A defendant's attire shouldn't matter, but of course it does — especially when it's a black defendant standing before a largely white jury, as Kelly is. That's perhaps why the rapper Lil' Kim traded her revealing bodices for more respectable gear by designers such as Marc Jacobs during her 2005 perjury trial. Kelly perhaps didn't get the memo: On the first day of his jury's selection, he wore a loud purple suit. On Tuesday, he struck a comparatively muted tone, sporting a blue pinstriped suit, with a preppy blue-and-orange striped tie. On Wednesday, he wore a light-brown pinstriped suit, a white shirt and a yellow tie with dots of an undeterminable color. The only constant so far has been Kelly's cornrows, which always seem to be freshly tightened. Haj Gueye, a Chicago fashion consultant whose clients include the comedian Bernie Mac, Chicago Cubs player Derrek Lee and several top executives, says he would have advised Kelly to wear a more closely cropped haircut, and more muted colors, like blue or black. That posture, the Senegalese-born, Paris-bred Gueye says, "would show the public that he's grown up. Professional people — the ones who are judging whether to put R. Kelly away — are judging him before he even opens his mouth. The braids," Gueye adds, "just promote a certain image that very few people on that jury will likely be able to relate to."

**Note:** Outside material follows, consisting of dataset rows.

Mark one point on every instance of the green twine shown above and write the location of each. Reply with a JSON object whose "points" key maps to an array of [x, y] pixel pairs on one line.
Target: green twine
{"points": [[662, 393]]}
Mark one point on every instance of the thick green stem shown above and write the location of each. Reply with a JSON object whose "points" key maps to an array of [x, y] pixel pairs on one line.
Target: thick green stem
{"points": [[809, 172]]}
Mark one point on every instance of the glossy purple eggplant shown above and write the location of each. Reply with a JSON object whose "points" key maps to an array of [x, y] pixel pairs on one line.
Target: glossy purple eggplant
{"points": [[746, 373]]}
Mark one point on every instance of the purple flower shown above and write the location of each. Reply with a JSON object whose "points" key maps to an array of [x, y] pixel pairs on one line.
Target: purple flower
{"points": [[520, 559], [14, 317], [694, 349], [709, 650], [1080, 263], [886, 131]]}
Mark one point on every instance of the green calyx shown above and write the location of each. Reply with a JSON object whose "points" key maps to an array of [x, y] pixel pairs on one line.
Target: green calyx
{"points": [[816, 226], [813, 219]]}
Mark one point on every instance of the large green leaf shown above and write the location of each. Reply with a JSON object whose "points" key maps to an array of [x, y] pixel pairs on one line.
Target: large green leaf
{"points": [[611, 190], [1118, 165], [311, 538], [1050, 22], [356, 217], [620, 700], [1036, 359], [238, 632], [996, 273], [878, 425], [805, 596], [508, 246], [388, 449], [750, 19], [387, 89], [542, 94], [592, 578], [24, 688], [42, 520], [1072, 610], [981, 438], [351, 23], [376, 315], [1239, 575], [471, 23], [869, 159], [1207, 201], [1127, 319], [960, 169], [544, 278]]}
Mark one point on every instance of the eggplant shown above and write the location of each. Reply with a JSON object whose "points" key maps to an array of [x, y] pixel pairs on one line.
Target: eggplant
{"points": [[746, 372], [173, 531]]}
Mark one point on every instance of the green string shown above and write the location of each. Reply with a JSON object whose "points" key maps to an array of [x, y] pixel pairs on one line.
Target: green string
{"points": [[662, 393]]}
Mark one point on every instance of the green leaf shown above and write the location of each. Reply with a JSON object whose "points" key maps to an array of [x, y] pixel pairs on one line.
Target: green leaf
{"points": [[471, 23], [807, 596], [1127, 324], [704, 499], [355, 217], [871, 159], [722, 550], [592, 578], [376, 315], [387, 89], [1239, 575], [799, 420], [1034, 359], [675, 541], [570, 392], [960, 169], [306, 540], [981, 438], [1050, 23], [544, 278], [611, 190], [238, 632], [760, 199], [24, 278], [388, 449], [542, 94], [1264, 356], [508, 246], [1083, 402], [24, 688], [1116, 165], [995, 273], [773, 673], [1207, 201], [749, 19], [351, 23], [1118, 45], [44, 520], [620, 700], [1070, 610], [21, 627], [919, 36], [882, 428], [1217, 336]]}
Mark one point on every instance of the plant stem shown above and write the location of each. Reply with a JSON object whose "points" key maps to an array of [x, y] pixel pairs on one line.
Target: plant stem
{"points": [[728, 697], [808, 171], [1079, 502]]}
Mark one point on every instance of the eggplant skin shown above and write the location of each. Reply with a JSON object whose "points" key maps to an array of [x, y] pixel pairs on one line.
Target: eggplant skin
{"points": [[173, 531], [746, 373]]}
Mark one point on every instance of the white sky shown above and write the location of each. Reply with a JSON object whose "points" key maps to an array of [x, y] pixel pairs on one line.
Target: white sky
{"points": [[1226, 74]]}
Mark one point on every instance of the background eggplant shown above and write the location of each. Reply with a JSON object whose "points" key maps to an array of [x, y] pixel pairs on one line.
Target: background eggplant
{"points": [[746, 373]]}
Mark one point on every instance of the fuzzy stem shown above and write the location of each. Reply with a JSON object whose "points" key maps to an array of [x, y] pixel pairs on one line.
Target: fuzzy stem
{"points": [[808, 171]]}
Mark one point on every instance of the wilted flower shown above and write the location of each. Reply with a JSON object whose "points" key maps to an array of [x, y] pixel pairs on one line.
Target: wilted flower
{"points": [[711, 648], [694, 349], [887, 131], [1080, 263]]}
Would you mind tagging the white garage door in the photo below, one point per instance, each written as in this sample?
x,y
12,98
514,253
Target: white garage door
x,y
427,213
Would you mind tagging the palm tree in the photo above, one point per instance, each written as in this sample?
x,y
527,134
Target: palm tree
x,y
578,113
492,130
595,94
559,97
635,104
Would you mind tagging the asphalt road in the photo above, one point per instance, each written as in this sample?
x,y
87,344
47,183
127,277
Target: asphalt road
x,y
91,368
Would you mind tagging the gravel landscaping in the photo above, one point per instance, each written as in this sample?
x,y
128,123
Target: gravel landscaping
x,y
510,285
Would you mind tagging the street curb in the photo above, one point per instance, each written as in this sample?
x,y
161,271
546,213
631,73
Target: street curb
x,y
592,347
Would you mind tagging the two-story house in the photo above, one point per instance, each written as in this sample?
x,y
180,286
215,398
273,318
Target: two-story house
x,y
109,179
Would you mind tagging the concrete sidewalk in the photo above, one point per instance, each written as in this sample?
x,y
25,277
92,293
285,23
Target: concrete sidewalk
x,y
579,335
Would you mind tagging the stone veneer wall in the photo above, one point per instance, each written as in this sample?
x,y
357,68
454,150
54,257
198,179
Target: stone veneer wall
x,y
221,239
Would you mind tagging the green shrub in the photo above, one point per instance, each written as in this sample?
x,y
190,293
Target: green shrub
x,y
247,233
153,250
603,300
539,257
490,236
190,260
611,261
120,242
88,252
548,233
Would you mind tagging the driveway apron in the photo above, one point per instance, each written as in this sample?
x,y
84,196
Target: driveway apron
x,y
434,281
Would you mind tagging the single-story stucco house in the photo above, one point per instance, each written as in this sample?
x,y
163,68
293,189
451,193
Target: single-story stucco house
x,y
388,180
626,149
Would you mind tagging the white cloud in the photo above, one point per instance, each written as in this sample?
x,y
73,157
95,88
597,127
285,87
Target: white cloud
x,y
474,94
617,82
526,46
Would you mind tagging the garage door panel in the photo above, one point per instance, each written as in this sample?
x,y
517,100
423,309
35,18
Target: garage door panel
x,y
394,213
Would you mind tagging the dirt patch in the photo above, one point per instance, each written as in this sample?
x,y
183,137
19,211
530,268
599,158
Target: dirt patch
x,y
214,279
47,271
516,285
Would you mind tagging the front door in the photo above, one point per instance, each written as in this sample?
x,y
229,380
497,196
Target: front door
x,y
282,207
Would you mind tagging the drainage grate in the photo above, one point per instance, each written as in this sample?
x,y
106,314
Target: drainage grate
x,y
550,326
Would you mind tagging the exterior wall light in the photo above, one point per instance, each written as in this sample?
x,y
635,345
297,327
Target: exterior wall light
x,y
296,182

It's certainly possible that Kelly's posture will only bolster his street cred. During a break in the case on Tuesday afternoon, a cluster of young women screamed when Kelly was led by his beefy bodyguards out of the courtroom. "Everybody deserves their day in court, and I'm going to be here until they leave the Kells alone," Sierra Horne, 19, said as she was pushed into a descending elevator by a sheriff's deputy after screaming too loudly at Kelly. So deep is Horne's loyalty, she claims to have skipped two days of school just to attend the trial. About 4:30 p.m. Tuesday, Kelly strutted outside the courthouse on Chicago's South Side. "We love you, R-Uh," Horne's crew screamed, as if on cue. A car filled with seemingly teenaged girls stopped in the middle of South California Avenue to watch Kelly leap into a black SUV's back seat. Neither Kelly nor his entourage bothered to acknowledge them. Despite the love the girls showed The R., it isn't hard to understand why, under the glare of this scrutiny, Kelly acted as if they were invisible.